Jules Laroche n’était plus satisfait, mais plus satisfait, du tout de son secrétaire et factotum.

Sa conduite était sûrement louche. Cependant le détective hésitait à croire Tricentenaire coupable de connivence avec l’ennemi. Par deux fois, le fils du père Lacerte lui avait sauvé la vie. Au cours d’une descente dans une fumerie d’opium, Champlain avait brûlé la cervelle d’un chinois qui était sur le point de décharger son revolver sur le détective. La seconde fois, Tricentenaire l’avait tiré de la rivière Jacques-Cartier au moment où il allait se noyer. Car la seule faiblesse de Jules dans son métier c’était qu’il ne savait pas nager. Jamais il n’avait réussi, malgré ses multiples efforts, à apprendre la natation.

« Enfin, se dit le détective en déjeunant, comment puis-je croire au double jeu d’un jeune homme qui, à deux reprises, m’a sauvé la vie, d’un jeune homme que j’ai tiré d’un véritable bouge d’infamie et à qui, depuis, j’ai fait la vie belle et agréable, d’un jeune homme qui s’est toujours montré dévoué à mes intérêts corps et âme ! »

Huit heures venaient de sonner.

— Bon, il est temps de partir pour St-Henri, se dit le détective. J’ai promis à mademoiselle Morin d’être là à neuf heures. Je serai sûrement en retard.

Il se rappela l’appel téléphonique de la nuit, le vol des bouts de parchemin.

Les bandits ne perdaient pas de temps. La nuit avant la veille, ils avaient profané la sépulture de Marcel Morin, croyant y découvrir le trésor, parce qu’ils avaient mal interprété l’inscription : « Emportant avec lui dans sa tombe le secret du trésor de Bigot, Intendant de la Nouvelle-France. »

Évidemment, Marcel Morin n’avait pas emporté avec lui dans sa tombe le trésor lui-même ; sa veuve n’aurait certes pas laissé les choses se passer ainsi. Les criminels qui avaient violé sa fosse avaient commis cet acte sacrilège après une lecture hâtive de l’inscription. S’ils eussent réfléchi, ils n’auraient pas accompli cette inutile et scandaleuse profanation. Mais ils avaient cru que le trésor était là, quand ce n’était que le secret de ce trésor que Marcel Morin avait emporté dans sa tombe.

Peut-être aussi, réfléchit Jules, les criminels ont-ils cru que ce secret était là, dans la fosse, sous la forme d’une lettre accusatrice.

Non, pensa le détective, revenant à sa première idée, les bandits ne perdent pas leur temps. Après avoir ouvert une tombe, ils volent les deux bouts de parchemin et m’assomment sur la Terrasse, tout cela en moins de 36 heures.

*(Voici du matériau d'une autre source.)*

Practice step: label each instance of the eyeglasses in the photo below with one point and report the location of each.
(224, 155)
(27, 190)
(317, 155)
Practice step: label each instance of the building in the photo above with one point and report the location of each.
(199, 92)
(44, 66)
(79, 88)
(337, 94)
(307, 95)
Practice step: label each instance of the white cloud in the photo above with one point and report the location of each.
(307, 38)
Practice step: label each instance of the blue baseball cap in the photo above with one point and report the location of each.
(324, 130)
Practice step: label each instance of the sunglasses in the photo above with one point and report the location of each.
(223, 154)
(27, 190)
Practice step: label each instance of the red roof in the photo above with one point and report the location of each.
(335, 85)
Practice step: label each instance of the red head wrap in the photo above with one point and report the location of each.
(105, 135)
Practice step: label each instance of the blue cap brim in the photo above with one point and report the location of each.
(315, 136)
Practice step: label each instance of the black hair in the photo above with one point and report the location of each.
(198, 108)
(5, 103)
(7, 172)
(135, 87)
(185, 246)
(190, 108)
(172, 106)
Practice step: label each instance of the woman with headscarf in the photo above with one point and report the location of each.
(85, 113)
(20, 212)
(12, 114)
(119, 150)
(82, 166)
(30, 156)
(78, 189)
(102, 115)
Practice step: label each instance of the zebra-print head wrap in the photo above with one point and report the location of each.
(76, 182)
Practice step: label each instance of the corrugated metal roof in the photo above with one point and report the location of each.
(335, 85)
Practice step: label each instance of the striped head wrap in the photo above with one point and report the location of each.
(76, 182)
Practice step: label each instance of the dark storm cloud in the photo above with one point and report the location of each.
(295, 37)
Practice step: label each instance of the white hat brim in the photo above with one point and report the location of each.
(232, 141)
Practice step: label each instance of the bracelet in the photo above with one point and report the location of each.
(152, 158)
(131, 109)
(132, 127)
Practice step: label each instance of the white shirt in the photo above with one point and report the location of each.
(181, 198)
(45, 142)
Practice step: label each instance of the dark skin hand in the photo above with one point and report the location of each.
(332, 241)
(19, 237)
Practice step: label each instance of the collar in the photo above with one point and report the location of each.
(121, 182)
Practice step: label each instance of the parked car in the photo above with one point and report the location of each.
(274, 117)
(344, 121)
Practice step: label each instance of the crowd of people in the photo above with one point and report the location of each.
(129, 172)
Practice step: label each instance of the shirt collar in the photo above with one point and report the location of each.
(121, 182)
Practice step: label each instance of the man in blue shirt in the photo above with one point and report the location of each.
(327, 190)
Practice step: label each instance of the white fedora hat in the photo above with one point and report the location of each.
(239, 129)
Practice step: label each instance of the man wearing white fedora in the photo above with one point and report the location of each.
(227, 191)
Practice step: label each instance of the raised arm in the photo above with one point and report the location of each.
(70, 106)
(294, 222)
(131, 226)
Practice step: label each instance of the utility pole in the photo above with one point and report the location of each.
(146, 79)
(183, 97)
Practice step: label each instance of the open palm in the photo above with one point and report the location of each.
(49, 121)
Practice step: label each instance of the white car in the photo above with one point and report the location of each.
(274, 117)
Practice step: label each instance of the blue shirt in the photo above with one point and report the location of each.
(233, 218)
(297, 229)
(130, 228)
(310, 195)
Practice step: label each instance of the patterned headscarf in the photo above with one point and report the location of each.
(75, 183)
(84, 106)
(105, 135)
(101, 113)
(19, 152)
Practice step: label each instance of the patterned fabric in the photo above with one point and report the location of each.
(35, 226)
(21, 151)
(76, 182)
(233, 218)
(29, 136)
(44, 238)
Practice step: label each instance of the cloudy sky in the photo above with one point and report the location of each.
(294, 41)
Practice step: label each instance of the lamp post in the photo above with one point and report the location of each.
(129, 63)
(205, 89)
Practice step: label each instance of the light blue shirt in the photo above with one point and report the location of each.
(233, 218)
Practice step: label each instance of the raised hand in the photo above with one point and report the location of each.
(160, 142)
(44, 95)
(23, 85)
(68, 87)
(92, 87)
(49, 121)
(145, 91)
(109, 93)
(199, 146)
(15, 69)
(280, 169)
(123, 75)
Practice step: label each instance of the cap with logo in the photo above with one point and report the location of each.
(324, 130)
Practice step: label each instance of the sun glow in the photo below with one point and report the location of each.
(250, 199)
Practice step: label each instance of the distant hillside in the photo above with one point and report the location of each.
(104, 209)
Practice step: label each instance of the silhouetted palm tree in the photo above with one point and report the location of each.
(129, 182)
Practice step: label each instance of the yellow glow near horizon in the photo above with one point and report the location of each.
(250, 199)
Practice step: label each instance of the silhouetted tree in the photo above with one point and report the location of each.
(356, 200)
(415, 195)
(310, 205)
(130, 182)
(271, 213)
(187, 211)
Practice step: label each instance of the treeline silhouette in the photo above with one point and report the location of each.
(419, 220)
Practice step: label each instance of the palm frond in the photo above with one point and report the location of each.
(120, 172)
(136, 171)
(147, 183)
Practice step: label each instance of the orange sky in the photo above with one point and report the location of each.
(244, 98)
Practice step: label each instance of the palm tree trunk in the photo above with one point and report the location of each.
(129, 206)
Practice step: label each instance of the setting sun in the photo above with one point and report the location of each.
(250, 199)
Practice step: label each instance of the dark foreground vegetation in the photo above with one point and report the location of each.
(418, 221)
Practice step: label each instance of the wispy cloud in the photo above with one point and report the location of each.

Évidemment j’ai affaire à une bande bien organisée. La lutte sera serrée. Tant mieux ! J’aurai l’occasion de déployer tout mon talent avec mademoiselle Morin comme spectatrice. Et cette jeune fille me plait, me plait beaucoup.

Entendant du bruit dans la cour, Jules Laroche ouvrit la fenêtre et regarda. Quelle ne fut pas sa surprise de voir Tricentenaire en train de donner une fessée des mieux conditionnées à un jeune homme :

— Ah ! Tu voulais briser le bel automobile de monsieur Laroche, animal ! Attrape ! Vlan ! Un coup de poing en pleine figure.